FRIDAY THE 13TH

1. The original Friday the 13th has to be the worst non-porn movie ever to spawn sequels and launch a billion-dollar franchise. The film looks like it was made for 20 dollars in someone’s poorly lit shed where they grow weed. The plot is as basic as possible: A bunch of naked teenagers (including Kevin Bacon!) are garrotted by an unseen assailant. Ludicrously, the “twist” ending is that they’re being killed by a middle-aged woman who is sad about the death of her son. The “writer,” amusingly, claimed, “I took motherhood and turned it on its head and I think that was great fun. Mrs. Voorhees was the mother I’d always wanted - a mother who would have killed for her kids.” Yes. A film about motherhood. That was the takeaway: Like Terms of Endearment, that film. Jason doesn’t actually show up until the second film, and he doesn’t grab his hockey mask until the third. By the end of the original series of films, they’d lost so much control of the character and “mythology” that he was floating around in a spaceship in the year 2455.

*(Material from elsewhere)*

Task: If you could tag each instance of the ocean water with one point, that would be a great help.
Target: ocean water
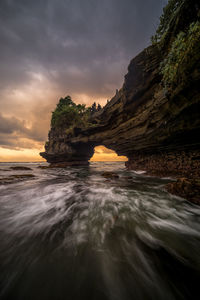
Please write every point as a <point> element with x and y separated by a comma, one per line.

2. This is all to say: Though the original set of films has “fans” – and I’m one of them, in spite of it all – this is not a fanbase that’s particularly concerned with dramatic consistency. It’s not “Lost,” or, for that matter, Saw. This makes doing a “reboot” fairly easy; you’re not going to have many people going all, “No, way, Jason would never do that.” All you have to do is give us some teenagers, some machetes, some bare breasts and that famed minimalist soundtrack, blend ‘em together and serve, chilled. If you think this is a movie you might possibly enjoy, then I assure you that you will. Also, it’s worth noting: The title card of Friday The 13th doesn’t show up until about 45 minutes into the film, which, all told, has to be a record.

3. The film doesn’t waste much time with backstory, mercifully. Jason watches his mom die and is so messed up by the experience that he has to kill every teenager he sees. Frankly, that’s a little too much backstory for my tastes. Jason is merely a indestructible force bent on spilling as much blood as possible. That’s enough. A subplot – as much as a film like this can have a “subplot” – about Jason believing one of his victims looks vaguely similar to his mother, and therefore taking her as a hostage, is beside the whole damned point. Jason should only be about killing stuff: That’s as complicated as he needs to be. I prefer to think that when there aren’t any teenagers around, Jason just hacks at inanimate objects with a battle ax, waiting for them to start spewing blood and sighing quietly when they don’t. Walls, lamps, picture frames, pianos, whatever.

4. My favorite kills from the first set of films? In Jason Takes Manhattan, a professional boxer starts jabbing and uppercutting Jason, who responds by punching his head off in one shot. And in Friday the 13th, Part VII: The New Blood, he zips up a woman in a sleeping bag and merely smashes her against a tree. (There’s something sublime about Jason thinking to himself, “You know, I don’t have any knives with me, and that tree is just sitting there … oh, why not?”) None of the murders in this film are that inventive, but director Marcus Nispel (who’s making a habit out of this horror reboot business: He did the slick, sharp Texas Chainsaw Massacre remake, as well as some Amy Grant videos) keeps things moving and even succeeds a couple of times at the Killer Jumping Out Of The Dark trick. (Yes, I jumped a couple of times. It’s an old trick, but it still works.) He also avoids the temptation to turn Jason into some sort of metaphor. The Nightmare On Elm Street films were about our deepest fears, and our own connection to them, our own attraction to them. The Friday the 13th films are about decapacitation.

5. Obviously: This is not a good movie, or even a particularly clever one. (The movie, considering it involves a man in a hockey mask stabbing teenagers in progressively stranger fashions, is oddly devoid of humor.) But it’s expertly made, glossier than would seem necessary and comes up with enough different ways for people to be murdered that it doesn’t have to repeat itself. It’s efficiently fun, and, you know, that’ll do. I’ll never need to see it again, but given a choice between seeing this again and the freaking Reader, I’d run Friday the 13th on a loop.